Answer
(a) $f\left( {x,y,z} \right)$ is homogeneous of degree 3.
(b) $f\left( {x,y,z} \right)$ is homogeneous of degree 1.
(c) $f\left( {x,y,z} \right)$ is homogeneous of degree 0.
(d) $f\left( {x,y,z} \right)$ is homogeneous of degree 4.
Work Step by Step
(a) We have $f\left( {x,y,z} \right) = {x^2}y + xyz$. So,
$f\left( {\lambda x,\lambda y,\lambda z} \right) = {\lambda ^3}{x^2}y + {\lambda ^3}xyz = {\lambda ^3}\left( {{x^2}y + xyz} \right)$
Since $f\left( {\lambda x,\lambda y,\lambda z} \right) = {\lambda ^n}f\left( {x,y,z} \right)$ for all $\lambda \in \mathbb{R}$, $f\left( {x,y,z} \right)$ is homogeneous of degree 3.
(b) We have $f\left( {x,y,z} \right) = 3x + 2y - 8z$. So,
$f\left( {\lambda x,\lambda y,\lambda z} \right) = 3\lambda x + 2\lambda y - 8\lambda z = \lambda \left( {3x + 2y - 8z} \right)$
Since $f\left( {\lambda x,\lambda y,\lambda z} \right) = \lambda f\left( {x,y,z} \right)$ for all $\lambda \in \mathbb{R}$, $f\left( {x,y,z} \right)$ is homogeneous of degree 1.
(c) We have $f\left( {x,y,z} \right) = \ln \left( {\frac{{xy}}{{{z^2}}}} \right)$. So,
$f\left( {\lambda x,\lambda y,\lambda z} \right) = \ln \left( {\frac{{{\lambda ^2}xy}}{{{\lambda ^2}{z^2}}}} \right) = \ln \left( {\frac{{xy}}{{{z^2}}}} \right)$
$f\left( {\lambda x,\lambda y,\lambda z} \right) = f\left( {x,y,z} \right)$
Since $f\left( {\lambda x,\lambda y,\lambda z} \right) = {\lambda ^0}f\left( {x,y,z} \right)$ for $\lambda \ne 0$, $f\left( {x,y,z} \right)$ is homogeneous of degree 0.
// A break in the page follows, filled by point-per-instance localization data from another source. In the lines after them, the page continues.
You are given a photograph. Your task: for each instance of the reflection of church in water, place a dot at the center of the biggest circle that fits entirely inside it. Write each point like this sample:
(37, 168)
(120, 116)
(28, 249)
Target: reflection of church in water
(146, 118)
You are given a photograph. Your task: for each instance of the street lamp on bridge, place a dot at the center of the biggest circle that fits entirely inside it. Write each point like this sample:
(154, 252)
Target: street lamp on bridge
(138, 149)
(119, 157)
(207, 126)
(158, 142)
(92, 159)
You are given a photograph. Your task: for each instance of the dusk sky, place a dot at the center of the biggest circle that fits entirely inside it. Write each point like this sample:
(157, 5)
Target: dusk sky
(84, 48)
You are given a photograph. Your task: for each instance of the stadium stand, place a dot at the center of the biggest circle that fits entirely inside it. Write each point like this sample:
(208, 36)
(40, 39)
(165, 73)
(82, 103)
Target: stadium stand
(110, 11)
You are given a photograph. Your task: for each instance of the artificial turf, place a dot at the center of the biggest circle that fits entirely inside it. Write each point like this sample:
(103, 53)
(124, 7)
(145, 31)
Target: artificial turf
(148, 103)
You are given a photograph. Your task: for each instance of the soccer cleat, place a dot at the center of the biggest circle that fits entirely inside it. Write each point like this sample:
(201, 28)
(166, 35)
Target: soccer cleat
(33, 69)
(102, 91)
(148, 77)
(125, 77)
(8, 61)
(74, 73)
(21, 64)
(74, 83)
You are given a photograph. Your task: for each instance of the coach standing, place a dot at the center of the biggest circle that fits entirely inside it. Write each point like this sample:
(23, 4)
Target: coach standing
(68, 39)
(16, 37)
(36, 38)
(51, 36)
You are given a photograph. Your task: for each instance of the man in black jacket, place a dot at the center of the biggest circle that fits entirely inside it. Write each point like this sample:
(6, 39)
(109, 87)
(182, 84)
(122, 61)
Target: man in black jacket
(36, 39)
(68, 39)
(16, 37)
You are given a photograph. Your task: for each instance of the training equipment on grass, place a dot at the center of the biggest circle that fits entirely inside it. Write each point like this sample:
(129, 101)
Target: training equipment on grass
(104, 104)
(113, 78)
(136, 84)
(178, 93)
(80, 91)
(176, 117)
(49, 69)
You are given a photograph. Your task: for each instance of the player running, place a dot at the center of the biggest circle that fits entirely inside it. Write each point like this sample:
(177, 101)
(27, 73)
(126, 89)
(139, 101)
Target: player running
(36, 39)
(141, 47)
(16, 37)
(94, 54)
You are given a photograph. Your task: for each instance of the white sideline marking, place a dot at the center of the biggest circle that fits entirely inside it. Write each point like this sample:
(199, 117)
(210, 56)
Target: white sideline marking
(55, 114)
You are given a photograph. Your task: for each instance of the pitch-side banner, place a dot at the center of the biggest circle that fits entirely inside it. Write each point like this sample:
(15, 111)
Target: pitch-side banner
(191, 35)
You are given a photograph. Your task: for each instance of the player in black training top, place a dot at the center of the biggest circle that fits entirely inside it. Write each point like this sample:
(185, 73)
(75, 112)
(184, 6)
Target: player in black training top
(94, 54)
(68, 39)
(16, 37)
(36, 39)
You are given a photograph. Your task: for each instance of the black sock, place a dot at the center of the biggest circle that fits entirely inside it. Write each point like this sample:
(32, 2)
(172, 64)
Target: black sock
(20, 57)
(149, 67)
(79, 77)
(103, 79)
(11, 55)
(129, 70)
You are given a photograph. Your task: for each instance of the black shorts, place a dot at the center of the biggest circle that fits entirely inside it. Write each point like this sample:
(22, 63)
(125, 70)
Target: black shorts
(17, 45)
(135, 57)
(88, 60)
(d) We have $f\left( {x,y,z} \right) = {z^4}$. So,
$f\left( {\lambda x,\lambda y,\lambda z} \right) = {\lambda ^4}{z^4}$
Since $f\left( {\lambda x,\lambda y,\lambda z} \right) = {\lambda ^4}f\left( {x,y,z} \right)$ for all $\lambda \in \mathbb{R}$, $f\left( {x,y,z} \right)$ is homogeneous of degree 4.